= Family Motor Coach Association =

Transportation association

The Family RV Association (FRVA), (formerly known as The Family Motor Coach Association (FMCA) is an international organization of families who own and enjoy the use of recreational vehicles.

Since 1963, FMCA has issued more than 500,000 memberships to families who look to the association as their source of information about all facets of RV ownership and travel. FMCA is a member-owned association that maintains its headquarters in Cincinnati, Ohio, United States, and employs a full-time office staff. FMCA is governed by volunteer officers who are elected from within the ranks of the association.

==Formation==
On July 20, 1963, 26 families met at the Good Will-Hinckley School in Hinckley, Maine, United States, to socialize and become acquainted with other "house car" owners. They decided to form a motor coach owners' common interest group. A monument to commemorate the founding was dedicated at the school on July 4, 1994.

==Membership==
Membership in FMCA is contingent upon ownership of a self-contained RV — a recreational vehicle that contains all the conveniences of a home, including cooking, sleeping, and permanent sanitary facilities.

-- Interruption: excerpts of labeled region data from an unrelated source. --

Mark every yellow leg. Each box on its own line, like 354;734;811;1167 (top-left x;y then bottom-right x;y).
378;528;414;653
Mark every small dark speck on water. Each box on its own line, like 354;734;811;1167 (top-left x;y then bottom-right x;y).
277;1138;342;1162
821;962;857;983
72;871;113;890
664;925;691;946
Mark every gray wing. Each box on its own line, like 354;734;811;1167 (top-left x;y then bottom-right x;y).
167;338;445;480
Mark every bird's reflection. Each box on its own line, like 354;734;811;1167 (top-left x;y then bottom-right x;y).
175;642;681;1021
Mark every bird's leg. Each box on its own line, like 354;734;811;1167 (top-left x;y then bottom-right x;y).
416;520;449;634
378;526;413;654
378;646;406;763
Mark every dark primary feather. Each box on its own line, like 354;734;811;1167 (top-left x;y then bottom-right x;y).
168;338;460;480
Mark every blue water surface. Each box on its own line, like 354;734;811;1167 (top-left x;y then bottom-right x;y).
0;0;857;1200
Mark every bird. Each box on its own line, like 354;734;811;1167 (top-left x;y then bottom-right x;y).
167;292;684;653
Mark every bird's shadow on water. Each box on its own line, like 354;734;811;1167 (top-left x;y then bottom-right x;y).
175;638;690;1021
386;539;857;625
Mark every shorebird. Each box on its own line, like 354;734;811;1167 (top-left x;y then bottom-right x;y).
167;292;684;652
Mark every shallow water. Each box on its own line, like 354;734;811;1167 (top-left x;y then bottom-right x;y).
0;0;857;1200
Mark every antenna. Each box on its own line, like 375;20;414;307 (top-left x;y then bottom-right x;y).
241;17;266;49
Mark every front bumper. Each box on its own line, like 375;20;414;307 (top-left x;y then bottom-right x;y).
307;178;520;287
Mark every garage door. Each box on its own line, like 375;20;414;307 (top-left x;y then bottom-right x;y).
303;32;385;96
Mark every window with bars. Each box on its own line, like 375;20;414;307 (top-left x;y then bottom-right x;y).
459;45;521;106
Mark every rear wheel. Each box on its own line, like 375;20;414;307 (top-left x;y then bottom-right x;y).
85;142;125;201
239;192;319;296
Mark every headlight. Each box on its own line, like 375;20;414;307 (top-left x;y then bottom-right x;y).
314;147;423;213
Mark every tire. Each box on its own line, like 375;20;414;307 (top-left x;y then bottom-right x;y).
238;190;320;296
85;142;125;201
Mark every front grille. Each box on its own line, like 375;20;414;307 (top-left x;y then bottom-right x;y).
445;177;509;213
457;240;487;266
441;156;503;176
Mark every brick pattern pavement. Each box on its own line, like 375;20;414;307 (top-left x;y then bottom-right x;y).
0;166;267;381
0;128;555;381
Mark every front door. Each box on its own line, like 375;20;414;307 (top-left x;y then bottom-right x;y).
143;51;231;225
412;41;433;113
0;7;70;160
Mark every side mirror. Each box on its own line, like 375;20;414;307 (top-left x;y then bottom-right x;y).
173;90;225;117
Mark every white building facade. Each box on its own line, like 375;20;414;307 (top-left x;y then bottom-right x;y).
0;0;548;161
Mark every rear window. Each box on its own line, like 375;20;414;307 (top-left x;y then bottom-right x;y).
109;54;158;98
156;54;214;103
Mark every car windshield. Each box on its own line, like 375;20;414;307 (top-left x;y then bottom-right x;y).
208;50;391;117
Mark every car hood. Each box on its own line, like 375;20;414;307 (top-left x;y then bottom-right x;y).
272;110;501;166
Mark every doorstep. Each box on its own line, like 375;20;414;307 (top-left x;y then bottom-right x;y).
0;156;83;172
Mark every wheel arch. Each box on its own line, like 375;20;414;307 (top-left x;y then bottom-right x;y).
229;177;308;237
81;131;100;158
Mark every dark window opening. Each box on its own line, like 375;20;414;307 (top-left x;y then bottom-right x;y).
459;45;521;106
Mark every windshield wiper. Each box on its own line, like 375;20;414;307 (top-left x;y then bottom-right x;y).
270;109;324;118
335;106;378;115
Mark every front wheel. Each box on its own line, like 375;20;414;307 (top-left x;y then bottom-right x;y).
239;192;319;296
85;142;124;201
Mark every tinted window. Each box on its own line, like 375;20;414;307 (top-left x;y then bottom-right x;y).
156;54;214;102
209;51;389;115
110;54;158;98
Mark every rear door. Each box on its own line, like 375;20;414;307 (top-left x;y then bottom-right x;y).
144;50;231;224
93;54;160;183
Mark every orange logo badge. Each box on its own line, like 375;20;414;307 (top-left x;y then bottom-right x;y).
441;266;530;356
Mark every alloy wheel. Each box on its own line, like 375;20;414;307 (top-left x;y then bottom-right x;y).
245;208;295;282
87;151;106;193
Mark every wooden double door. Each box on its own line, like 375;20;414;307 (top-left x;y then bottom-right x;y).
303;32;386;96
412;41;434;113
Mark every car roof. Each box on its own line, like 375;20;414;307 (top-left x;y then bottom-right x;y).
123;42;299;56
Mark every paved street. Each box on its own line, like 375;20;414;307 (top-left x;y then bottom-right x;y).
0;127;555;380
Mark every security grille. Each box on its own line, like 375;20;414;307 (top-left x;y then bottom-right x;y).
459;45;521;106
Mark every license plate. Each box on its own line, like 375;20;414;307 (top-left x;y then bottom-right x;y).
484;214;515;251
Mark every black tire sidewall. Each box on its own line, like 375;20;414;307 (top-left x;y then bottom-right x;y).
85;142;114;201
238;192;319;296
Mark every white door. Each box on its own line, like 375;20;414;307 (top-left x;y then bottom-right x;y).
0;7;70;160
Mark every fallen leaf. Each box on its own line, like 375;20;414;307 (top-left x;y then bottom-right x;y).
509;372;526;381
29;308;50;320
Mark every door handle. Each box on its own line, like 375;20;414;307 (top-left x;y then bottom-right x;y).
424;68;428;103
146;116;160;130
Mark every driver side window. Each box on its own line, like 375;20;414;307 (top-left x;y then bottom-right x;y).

These can be original-manufacture RVs, or conversions from other types of vehicle, of which buses are the most common. Those contemplating purchasing an RV can join as Pathfinders and use the benefits of FMCA while they learn about the life and decide what RV best suits their needs.

In 2017, FMCA's members passed a historic vote. Previously, the club was open to motorhome owners only. Through the vote, the membership voted to expand the club's membership criteria.

FMCA has approximately 80,000 members from every state of the US as well as Canada, Mexico, Great Britain, and beyond. FMCA also has roughly 1,500 commercial members — dealers, suppliers, manufacturers, campgrounds, service facilities, and other firms servicing the RV owner or the RV industry. Most members are only occasional users, while others live in their RVs full-time.

==Code of Ethics==
Every member of FMCA agrees to follow the Association's Code of Ethics, which requires members to comply with all federal, state, and local laws and regulations governing the ownership and use of RVs. The Code of Ethics also calls for members to be "good neighbors, careful and responsible RV owners and operators, and good citizens of our communities."

==Purpose==
The purpose of FMCA is to organize social activities, exchange RVing information, and supply benefits made possible, in part, by collective purchasing. The group publishes Family RVing, a monthly magazine. It provides news concerning RV technology, the RV industry, and the association. FMCA members can be identified by the FMCA “goose egg," or membership emblem, displayed on their RV.

==Chapters and conventions==
FMCA encourages the development of local, regional and specialty chapters. These chapters — FMCA has approximately 500 of them — organize events of particular interest to their members, including numerous rallies throughout the year. Regional rallies, composed of several chapters from a geographic area, are also held annually. Many FMCA chapters cover specific or general geographic areas. Others are dedicated to an RV brand, a hobby, or a special interest. For instance, special-interest chapters include golf, crafts, amateur radio, single RVers, and handicapped RVers. New chapters are being formed as interests change including Pickleball, off roading, and NASCAR to name a few.

FMCA holds two international RV conventions each year at various locations in the United States, in which manufacturers, dealers, and RV suppliers display their latest products. The events take place over a four-day period and usually attract 3,000 to 5,000 RVs.
Seminars at these conventions cover topics such as living full time in your RV, boondocking and solar power, maintaining your RV, tracing your family roots, and cooking in a small space with a convection-microwave oven.